Among the other factors that make Portrait of Mexico Today, 1932, significant is that in this third and final Los Angeles mural Siqueiros attempts his earliest formulations of what he eventually called "polyangular perspective."  Like other modernists of his generation, Siqueiros was responsive to modern physics, especially to the discoveries about the fourth dimension, and thus sought new artistic conceptions of space and time. Here, the example of Eisenstein and his use of the novel technique of montage proved instrumental.  Portrait of Mexico Today, 1932, is a fascinating study in how Siqueiros begins these new spatial explorations. While the mural's forms are grandly simplified and made monumentally arresting, the composition they comprise can only be read and understood by viewing all of the painted walls, which requires moving around the architectural space and then synthesizing the distinct but interrelated sections to arrive at meaning.  Like montage Siqueiros calls upon the viewer to synthesize disparate elements across time and space. Additionally, his treatment of the top edges and corners is an early effort at unifying mural painting with architecture by incorporating it into the building rather than merely applying it to a wall.  In rendering architectonic forms and varying their angles along the uppermost reaches of the mural, Siqueiros aims to connect the ceiling with the walls.  Similarly, he presents the central pyramid from multiple perspectives so that its base appears to join the actual floor.  These deliberate connections between the painted walls and the ceiling and floor attempt to activate the physical environment; they are compositional inventions that Siqueiros fully develops in his next mural as a way of mirroring the dynamism of the modern age. 

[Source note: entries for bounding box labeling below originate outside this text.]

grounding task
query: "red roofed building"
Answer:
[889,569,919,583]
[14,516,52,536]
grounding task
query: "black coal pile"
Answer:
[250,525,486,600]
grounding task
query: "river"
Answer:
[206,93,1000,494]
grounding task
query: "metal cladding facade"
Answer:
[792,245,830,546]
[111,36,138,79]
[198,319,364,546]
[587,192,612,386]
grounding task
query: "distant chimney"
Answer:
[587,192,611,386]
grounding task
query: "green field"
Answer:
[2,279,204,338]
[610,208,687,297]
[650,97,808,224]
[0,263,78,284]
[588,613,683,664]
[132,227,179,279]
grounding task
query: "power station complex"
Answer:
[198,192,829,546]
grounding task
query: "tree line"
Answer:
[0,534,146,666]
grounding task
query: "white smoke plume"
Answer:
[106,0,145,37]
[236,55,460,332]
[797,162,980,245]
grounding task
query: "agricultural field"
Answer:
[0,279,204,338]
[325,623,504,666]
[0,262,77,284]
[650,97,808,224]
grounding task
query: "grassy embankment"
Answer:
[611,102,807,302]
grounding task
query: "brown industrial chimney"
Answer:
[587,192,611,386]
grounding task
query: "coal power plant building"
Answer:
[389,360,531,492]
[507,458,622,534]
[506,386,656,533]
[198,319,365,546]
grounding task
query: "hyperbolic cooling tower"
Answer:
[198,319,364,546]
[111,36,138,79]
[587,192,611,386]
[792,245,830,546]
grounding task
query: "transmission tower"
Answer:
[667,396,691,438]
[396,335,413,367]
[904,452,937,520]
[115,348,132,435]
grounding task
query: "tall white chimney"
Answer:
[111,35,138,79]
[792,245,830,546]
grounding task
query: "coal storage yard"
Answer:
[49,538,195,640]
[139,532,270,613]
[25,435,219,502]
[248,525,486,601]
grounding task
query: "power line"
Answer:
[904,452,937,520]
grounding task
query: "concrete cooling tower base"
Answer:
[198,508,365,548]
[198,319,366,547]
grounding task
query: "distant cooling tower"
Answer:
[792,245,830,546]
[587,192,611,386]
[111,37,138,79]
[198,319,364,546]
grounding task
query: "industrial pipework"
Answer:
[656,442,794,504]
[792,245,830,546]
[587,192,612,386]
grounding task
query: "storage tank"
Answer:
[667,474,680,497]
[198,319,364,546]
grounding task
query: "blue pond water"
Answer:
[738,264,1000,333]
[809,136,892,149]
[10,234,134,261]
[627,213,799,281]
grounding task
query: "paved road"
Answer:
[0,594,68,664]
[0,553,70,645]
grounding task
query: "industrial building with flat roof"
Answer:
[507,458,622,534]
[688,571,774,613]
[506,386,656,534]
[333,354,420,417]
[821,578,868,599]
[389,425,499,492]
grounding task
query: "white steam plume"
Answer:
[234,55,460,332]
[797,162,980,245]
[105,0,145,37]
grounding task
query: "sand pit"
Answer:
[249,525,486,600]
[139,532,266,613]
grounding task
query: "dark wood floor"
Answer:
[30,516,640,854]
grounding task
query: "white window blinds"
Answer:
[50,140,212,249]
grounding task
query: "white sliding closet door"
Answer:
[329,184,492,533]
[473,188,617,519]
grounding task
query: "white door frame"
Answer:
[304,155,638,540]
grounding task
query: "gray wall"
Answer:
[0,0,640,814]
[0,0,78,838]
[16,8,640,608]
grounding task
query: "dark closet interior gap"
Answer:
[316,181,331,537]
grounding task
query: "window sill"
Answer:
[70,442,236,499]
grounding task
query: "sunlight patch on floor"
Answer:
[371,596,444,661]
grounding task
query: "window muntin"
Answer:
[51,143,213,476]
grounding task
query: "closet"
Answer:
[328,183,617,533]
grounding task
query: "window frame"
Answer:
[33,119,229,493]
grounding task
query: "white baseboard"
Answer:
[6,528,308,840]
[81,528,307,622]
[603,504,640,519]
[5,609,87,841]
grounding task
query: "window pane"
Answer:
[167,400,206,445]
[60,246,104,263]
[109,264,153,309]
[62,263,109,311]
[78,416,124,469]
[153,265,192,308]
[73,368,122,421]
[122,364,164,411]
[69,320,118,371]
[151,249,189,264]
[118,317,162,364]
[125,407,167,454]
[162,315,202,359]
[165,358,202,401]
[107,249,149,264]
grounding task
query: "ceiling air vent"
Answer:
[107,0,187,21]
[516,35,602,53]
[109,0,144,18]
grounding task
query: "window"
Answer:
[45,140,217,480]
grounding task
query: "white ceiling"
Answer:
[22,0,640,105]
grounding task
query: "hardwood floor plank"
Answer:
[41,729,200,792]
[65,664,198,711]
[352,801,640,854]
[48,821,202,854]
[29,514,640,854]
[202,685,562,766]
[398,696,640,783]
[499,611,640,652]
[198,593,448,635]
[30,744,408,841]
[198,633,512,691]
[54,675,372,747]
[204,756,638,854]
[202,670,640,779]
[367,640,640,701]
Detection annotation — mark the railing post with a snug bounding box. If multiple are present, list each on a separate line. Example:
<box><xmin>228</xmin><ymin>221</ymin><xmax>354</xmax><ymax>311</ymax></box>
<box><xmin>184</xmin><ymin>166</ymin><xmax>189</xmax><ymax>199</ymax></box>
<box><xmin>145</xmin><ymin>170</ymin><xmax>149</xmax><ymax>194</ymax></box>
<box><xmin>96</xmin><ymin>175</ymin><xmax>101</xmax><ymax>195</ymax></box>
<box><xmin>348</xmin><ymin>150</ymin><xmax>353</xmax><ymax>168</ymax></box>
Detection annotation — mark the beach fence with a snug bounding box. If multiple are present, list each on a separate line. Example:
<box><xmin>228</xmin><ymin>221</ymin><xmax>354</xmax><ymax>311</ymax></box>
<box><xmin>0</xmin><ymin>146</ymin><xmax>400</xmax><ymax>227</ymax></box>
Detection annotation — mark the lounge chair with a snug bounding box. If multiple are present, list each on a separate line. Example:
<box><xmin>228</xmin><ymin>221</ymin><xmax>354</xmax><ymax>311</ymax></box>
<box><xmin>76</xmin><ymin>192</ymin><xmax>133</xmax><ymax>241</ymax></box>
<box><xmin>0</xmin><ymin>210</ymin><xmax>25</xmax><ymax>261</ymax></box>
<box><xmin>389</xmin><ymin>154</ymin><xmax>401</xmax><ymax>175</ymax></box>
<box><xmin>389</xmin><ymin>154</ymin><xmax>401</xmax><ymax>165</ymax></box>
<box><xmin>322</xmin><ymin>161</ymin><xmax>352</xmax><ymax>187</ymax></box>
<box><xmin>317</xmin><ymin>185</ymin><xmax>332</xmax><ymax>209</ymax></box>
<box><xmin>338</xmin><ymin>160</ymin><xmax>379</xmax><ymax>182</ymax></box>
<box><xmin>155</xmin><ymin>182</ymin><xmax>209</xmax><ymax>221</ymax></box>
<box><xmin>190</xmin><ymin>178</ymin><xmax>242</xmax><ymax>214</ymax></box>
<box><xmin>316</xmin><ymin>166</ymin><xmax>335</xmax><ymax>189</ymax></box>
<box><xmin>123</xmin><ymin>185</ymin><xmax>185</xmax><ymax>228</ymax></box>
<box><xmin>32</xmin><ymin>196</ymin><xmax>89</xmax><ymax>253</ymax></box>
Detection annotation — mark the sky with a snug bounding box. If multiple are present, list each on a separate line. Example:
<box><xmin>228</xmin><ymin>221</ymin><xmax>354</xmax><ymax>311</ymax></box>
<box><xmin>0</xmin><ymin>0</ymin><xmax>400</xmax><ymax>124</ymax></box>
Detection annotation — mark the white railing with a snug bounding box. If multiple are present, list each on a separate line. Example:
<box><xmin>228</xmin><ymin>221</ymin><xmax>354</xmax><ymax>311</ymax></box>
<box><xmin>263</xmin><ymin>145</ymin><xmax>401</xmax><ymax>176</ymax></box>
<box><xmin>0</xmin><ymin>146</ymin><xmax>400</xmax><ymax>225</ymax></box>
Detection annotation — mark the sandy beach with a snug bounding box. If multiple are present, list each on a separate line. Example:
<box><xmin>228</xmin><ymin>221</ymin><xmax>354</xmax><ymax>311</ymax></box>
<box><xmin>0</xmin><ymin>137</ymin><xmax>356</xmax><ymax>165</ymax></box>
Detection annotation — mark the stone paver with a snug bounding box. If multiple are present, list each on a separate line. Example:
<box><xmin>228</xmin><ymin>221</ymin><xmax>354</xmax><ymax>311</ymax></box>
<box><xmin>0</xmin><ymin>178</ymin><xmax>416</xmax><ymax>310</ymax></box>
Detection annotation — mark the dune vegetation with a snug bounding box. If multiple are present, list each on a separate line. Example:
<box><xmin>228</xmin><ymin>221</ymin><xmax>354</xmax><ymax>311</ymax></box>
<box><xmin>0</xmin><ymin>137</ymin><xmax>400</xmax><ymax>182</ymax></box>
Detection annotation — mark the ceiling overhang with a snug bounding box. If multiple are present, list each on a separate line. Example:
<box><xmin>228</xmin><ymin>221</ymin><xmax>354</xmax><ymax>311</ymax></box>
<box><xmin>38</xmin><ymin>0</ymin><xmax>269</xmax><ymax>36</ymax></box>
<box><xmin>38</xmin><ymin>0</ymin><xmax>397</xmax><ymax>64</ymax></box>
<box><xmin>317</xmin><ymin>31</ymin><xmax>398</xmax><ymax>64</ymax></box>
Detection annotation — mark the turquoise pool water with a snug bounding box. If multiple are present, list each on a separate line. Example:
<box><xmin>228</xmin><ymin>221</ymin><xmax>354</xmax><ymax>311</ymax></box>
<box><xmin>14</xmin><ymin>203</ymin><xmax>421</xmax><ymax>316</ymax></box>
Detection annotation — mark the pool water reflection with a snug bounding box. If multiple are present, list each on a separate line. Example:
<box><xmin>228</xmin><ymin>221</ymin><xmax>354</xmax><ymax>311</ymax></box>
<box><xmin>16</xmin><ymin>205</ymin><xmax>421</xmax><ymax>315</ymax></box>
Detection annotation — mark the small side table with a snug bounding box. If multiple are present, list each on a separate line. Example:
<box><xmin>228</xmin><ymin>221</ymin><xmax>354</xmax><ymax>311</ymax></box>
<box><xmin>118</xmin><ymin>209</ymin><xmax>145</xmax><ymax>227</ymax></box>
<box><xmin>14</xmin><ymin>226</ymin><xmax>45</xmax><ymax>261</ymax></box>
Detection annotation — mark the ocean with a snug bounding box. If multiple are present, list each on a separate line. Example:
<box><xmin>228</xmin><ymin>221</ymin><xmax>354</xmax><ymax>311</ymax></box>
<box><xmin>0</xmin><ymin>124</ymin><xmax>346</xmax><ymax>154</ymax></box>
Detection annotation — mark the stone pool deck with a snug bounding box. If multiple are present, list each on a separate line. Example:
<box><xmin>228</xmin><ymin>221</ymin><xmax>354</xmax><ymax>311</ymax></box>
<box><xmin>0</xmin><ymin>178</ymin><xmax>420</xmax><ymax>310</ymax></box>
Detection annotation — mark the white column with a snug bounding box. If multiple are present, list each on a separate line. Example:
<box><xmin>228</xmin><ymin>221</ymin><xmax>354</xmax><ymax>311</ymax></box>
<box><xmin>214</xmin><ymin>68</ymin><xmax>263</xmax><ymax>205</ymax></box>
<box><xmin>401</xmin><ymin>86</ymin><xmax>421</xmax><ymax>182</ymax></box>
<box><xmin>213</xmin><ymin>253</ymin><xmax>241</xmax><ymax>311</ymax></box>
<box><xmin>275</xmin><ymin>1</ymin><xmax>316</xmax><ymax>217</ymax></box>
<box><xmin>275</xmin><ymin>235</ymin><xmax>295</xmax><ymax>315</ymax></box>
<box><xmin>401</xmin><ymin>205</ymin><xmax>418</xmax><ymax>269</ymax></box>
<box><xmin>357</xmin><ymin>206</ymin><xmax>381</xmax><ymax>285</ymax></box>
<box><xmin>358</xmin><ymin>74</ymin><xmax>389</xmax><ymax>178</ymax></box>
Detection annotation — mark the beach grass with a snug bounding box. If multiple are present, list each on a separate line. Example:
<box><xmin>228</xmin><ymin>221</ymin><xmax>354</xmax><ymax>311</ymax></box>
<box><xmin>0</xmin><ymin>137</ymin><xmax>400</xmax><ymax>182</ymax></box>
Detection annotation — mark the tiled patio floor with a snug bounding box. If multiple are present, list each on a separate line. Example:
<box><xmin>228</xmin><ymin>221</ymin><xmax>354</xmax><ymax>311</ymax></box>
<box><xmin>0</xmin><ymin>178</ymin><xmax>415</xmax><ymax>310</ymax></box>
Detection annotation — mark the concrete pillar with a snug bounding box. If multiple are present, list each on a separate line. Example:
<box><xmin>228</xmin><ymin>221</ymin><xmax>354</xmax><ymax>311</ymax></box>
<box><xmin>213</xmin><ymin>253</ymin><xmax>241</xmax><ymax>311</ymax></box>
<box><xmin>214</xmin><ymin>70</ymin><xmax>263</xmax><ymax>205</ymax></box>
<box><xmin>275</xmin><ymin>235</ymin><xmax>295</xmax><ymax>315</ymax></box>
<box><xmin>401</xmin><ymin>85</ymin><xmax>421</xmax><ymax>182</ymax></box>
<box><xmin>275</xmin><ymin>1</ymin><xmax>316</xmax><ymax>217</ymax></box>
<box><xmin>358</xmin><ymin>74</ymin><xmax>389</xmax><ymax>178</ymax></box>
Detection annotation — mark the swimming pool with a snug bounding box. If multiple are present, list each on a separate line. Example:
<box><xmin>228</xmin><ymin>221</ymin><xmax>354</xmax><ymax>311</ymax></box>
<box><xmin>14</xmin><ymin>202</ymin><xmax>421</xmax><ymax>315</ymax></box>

Portrait of Mexico Today, 1932, remains the legacy of an intense period of theoretical and practical experimentation for Siqueiros.  It sets the stage for the artist's completely articulated use of "polyangular perspective" in his tour de force Ejercicio plástico (Plastic Exercise) painted in 1933, once again in political exile, at the Buenos Aires home of newspaper editor Natalio Botana.


*Los Angeles-based art historian and Siqueiros expert, Dr. Shifra M. Goldman, and Jean Bruce Poole, Curator of El Pueblo de Los Angeles Historical Monument, spent years trying to interest the community in saving Tropical America. Their pioneering efforts were eventually recognized by the J. Paul Getty Museum.